Sunday against a whittled down Houston Texans roster, Cleveland’s defense struggled to get off the field, and only began to find its footing after the Texans had to turn to their third-string quarterback, rookie Davis Mills.
Cleveland ultimately won the game, 31-21. But a defense that is featuring eight new starters didn’t impress.
Not that it should be any surprise. Or at this point, reason for panic.
Just like last year’s offense, this Browns defense has the goods to develop into a top-tier unit. Just like last year’s offense, it just might take some time for the defense to get there.
“It’s tough to get that chemistry right away,” said defensive end Myles Garrett. “It’s cleaning up (mistakes) each and every time we play, each and every time on the practice field. I’m really looking forward to when we really click and start to get after guys.”
That would start with a little better luck, and maybe better finishing, up front.
So far, the Browns pass rush featuring Garrett and prized offseason acquisition Jadeveon Clowney has combined for only three sacks, which ranks 20th in the NFL.
Cleveland, however, ranks fifth in the league with a pass-rush win rate of 55.6%. That suggests the sacks could soon be on the way, especially in games where the Browns face quarterbacks less mobile than Kansas City’s Patrick Mahomes and Houston’s Tyrod Taylor, who successfully danced away from Cleveland’s pass rush before leaving the game with a hamstring injury at halftime.

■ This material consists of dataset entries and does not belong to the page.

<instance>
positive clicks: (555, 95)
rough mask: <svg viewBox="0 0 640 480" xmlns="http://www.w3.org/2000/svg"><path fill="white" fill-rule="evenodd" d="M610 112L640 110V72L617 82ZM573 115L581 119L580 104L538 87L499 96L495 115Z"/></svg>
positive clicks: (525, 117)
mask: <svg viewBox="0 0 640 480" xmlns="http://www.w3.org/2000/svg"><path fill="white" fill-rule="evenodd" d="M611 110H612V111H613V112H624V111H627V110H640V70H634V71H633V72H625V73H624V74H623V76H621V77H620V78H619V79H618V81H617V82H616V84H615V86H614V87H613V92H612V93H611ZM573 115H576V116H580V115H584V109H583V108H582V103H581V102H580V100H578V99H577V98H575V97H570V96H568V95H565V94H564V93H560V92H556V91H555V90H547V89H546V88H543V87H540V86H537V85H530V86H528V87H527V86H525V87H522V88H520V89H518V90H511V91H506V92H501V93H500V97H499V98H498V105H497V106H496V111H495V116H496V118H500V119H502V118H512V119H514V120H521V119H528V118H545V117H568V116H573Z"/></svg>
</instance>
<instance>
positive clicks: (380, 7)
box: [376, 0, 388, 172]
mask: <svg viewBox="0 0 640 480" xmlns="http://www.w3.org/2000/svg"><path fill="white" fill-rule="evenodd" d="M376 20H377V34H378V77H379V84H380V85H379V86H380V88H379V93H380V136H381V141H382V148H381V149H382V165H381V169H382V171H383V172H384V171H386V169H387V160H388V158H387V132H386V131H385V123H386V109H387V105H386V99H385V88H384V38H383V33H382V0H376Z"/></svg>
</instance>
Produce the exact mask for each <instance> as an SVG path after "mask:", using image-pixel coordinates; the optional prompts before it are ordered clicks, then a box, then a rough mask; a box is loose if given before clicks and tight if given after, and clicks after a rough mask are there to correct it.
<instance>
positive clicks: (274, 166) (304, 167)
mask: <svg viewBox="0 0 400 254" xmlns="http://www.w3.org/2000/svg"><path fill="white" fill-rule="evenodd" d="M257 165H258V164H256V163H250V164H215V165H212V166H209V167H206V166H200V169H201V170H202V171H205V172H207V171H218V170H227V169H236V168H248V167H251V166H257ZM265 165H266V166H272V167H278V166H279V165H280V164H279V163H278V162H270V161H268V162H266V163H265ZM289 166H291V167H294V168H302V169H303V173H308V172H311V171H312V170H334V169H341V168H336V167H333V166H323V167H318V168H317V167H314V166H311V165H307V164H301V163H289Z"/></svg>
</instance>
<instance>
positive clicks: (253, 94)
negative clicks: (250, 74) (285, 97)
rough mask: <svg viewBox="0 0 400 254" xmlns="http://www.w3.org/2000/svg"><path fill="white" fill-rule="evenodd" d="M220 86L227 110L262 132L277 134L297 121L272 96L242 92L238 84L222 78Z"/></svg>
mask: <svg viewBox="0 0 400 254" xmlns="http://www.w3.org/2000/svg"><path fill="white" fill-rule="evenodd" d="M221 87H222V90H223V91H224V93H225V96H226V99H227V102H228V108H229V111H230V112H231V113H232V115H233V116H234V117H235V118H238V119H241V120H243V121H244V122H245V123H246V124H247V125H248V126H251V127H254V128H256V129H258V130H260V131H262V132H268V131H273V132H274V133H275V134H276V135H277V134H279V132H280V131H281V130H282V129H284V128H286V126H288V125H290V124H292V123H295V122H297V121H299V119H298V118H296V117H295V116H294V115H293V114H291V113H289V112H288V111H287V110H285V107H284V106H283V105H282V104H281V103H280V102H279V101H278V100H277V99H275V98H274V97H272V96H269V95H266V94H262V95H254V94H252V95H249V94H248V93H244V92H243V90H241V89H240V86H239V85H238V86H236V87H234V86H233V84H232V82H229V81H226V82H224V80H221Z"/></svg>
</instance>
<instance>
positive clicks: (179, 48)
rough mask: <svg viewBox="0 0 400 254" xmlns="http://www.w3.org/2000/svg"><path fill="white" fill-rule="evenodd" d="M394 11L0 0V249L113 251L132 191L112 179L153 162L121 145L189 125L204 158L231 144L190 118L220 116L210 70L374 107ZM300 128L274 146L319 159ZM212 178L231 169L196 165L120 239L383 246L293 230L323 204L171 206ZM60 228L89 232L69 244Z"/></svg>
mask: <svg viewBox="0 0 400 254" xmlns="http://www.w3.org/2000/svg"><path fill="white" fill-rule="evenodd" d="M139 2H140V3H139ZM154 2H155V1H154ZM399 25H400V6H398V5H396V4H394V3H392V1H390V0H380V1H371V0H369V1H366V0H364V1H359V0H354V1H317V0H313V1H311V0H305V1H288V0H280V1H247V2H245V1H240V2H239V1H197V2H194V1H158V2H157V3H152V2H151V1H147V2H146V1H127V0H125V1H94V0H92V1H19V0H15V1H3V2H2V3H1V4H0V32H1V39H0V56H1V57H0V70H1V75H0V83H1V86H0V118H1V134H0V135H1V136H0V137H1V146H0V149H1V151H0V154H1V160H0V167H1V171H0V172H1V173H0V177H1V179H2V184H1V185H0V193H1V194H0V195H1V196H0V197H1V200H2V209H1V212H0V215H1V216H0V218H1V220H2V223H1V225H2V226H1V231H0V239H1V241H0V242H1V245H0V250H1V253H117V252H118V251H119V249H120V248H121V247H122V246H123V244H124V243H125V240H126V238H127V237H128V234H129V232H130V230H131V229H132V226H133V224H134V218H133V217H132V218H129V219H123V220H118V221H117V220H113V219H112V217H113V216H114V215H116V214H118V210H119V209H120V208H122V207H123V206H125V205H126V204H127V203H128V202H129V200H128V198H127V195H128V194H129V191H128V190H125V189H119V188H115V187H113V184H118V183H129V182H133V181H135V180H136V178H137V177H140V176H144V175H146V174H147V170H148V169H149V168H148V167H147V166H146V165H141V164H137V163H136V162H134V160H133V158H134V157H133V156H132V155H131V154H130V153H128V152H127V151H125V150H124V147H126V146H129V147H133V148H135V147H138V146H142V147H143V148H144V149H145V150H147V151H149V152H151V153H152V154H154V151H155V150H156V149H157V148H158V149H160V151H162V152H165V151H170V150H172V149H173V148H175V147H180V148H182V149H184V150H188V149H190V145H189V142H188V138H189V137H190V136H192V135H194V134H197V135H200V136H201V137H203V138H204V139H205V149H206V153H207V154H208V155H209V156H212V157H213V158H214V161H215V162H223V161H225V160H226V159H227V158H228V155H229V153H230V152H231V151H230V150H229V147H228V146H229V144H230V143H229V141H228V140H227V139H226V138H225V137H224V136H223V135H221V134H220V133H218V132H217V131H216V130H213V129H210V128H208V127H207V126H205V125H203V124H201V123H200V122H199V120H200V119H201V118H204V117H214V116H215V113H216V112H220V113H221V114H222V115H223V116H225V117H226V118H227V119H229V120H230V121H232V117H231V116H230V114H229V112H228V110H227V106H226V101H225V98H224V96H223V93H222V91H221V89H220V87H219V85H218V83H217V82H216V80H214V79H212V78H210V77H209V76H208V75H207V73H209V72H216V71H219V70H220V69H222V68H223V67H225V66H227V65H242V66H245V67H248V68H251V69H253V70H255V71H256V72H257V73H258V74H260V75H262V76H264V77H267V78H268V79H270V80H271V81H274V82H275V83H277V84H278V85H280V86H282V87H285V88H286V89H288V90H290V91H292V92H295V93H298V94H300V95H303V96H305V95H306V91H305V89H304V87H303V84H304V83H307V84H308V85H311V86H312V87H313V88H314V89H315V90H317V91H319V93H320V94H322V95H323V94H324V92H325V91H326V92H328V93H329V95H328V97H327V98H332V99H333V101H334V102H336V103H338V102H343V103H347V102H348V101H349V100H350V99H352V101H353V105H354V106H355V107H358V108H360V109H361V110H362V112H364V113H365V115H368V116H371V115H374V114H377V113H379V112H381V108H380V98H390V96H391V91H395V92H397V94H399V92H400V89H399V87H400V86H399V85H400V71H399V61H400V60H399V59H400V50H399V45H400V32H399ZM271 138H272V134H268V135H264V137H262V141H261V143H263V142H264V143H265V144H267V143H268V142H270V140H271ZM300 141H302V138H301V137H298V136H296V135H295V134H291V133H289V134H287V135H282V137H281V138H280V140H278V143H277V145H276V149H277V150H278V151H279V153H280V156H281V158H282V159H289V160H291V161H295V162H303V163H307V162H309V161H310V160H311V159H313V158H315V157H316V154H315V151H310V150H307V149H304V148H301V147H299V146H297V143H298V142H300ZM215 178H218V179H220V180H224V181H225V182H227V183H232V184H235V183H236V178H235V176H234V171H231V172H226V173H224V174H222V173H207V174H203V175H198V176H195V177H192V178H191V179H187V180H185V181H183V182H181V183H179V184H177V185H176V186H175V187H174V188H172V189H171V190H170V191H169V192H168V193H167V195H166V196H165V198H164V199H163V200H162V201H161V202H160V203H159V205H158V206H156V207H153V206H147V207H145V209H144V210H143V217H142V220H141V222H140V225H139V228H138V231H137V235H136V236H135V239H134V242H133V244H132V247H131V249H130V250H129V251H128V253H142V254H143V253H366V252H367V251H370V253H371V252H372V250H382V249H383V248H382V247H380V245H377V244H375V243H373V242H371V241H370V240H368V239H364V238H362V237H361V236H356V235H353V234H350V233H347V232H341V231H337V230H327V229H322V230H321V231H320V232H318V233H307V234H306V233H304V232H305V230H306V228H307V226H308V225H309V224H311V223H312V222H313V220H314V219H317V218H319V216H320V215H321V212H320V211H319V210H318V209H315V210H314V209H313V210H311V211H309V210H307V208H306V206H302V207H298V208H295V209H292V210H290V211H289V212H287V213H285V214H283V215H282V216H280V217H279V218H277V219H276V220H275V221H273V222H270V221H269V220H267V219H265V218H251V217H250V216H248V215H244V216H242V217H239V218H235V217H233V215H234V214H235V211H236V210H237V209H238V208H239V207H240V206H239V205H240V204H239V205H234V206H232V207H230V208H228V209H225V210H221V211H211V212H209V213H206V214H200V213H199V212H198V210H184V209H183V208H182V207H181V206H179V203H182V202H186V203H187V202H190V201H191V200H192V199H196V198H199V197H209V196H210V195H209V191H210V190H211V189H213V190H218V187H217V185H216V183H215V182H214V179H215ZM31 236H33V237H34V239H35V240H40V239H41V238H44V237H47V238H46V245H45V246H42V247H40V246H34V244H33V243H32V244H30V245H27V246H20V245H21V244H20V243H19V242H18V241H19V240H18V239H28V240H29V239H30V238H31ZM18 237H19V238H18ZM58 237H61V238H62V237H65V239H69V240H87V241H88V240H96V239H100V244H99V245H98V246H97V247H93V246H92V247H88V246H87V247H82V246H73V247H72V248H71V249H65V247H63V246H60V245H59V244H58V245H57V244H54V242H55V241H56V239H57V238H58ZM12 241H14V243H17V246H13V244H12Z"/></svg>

“It’s inspiring to go into that film room and see something we’ve been working on, work clean, it just didn’t get there in time,” Garrett said of the Browns pass rush. “We’ll start getting there a little bit more.”
Getting healthier should help the Browns get there, as well.
Nagging injuries plagued a series of defenders throughout training camp. Cleveland is still without starting inside linebacker Anthony Walker, who is on injured reserve with a hamstring injury. But the Browns finally are whole again in the secondary, headlined by the return of safety Grant Delpit, who had battled his own hamstring injury. Sunday in his first NFL appearance, after missing his entire 2020 rookie season with an Achilles tear, the former second-round pick out of LSU showed why he could become a force.
Delpit was strong in run defense, finishing with five tackles. He also hammered Mills’ blindside off a blitz, which effectively ended any hope for a late Texans comeback.
“I thought that was great,” coach Kevin Stefanski said of Delpit’s debut. “It was good to see for him to get some reps and first time out there playing to make a big play when we needed it. I thought he did a nice job. We'll have to grow that role as we go.”
Delpit’s emergence will allow defensive coordinator Joe Woods to finally play more of his three-safety “big dime” defense alongside Ronnie Harrison Jr. and John Johnson III. And better and more versatile coverage packages figure only to give Garrett and the pass rush a boost.
Despite that, more bumps on the road for this defense likely lie ahead. But like the offense last year, the Browns' defense is showing signs through its struggles that it could be well on its way to giving Cleveland the dominant defense to finally match its overpowering offense.